Dekka decided this would be a good time to sit again, so Shade did as well, signaling the end of their emotional back-and-forth. For now.
“The point is, just a handful of Rockborn, people no worse than we’ve already seen, could do as much damage to civilization as nuclear war.” Malik let that sink in. “And that’s assuming the government—anyone’s government—doesn’t start up another Ranch and start creating their own superpowered soldiers.”
“So . . . so what’s your big plan?” Simone asked.
“We don’t have one,” Malik said softly.
“Whac-a-Mole,” Shade said. “Bad guy causes trouble; we take him down.”
Simone said, “It took the six of you to not quite stop Knightmare, and not really stop Napalm, and not stop that starfish kid, who I guess is dead now, but you didn’t kill him. The six of you barely stopped Dillon Poe, and you had nothing when it came to dealing with my father.”
Dekka nodded. Shade frowned and nodded, too. Then the two of them exchanged a confused look.
“She’s right,” Shade acknowledged. “We don’t have a plan. All we have is Whac-a-Mole. And that is a losing strategy in the end.”
“So your enemies are every clown with a piece of the rock, plus possibly every government on earth?” Simone looked around and saw blank faces.
“Parts of the government, not all of it,” Shade said, then added, “But you’re right: too many of them, not enough of us.”
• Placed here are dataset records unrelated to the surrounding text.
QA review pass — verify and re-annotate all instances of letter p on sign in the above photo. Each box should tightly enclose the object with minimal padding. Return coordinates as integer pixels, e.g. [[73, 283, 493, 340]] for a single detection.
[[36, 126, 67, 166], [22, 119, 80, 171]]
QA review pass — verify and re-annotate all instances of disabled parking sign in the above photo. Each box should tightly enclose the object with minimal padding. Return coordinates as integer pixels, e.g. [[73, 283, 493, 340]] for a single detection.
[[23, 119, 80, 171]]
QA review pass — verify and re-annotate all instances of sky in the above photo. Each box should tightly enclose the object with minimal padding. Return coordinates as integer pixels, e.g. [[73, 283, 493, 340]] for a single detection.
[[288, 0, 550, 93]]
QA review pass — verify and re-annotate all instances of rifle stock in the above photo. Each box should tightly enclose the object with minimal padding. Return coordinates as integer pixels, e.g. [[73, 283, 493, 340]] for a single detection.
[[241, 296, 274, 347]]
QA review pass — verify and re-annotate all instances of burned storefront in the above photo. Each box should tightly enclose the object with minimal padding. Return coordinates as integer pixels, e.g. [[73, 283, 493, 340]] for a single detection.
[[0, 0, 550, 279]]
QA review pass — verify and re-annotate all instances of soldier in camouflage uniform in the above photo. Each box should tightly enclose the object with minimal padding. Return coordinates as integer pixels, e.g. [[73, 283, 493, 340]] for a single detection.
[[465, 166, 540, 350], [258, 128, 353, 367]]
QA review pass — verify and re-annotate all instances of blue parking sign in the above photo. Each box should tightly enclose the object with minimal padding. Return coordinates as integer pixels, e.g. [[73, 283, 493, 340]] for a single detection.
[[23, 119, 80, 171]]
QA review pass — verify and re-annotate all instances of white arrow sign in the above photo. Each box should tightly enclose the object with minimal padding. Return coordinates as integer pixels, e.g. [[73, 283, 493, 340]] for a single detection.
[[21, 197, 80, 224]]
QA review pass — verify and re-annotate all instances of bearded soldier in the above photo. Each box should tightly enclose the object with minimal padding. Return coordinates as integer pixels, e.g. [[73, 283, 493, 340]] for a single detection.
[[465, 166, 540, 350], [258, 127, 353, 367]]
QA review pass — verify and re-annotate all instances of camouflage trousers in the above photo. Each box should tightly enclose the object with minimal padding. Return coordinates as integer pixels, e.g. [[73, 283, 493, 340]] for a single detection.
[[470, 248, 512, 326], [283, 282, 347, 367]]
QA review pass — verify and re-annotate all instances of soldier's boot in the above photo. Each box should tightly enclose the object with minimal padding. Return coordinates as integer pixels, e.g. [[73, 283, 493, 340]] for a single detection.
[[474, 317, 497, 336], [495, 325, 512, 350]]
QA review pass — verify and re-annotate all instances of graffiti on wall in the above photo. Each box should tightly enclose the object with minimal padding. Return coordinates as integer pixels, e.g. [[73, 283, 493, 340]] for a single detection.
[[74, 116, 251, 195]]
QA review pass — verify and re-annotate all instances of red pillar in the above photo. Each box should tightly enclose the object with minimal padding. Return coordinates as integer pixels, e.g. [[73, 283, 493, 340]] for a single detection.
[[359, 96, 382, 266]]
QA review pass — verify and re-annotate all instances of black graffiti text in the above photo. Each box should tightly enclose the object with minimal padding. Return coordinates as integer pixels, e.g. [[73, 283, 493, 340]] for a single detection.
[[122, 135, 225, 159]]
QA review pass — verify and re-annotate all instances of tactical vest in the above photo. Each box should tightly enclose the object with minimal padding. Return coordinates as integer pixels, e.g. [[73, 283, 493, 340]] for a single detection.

“Right,” Simone said. “So your plan is to play Whac-a-Mole until sooner or later you’re all dead. And then the world belongs to the bad guys.”
Cruz interjected, “We’re not the only so-called good guys.”
“Exactly,” Simone said. “You need more people. You need more power. And you need to stand for something more than just killing bad guys.”
“More people?” Armo guffawed. “Who’d be dumb enough to join us?”
“Well . . . ,” Simone said. “For a start, me.”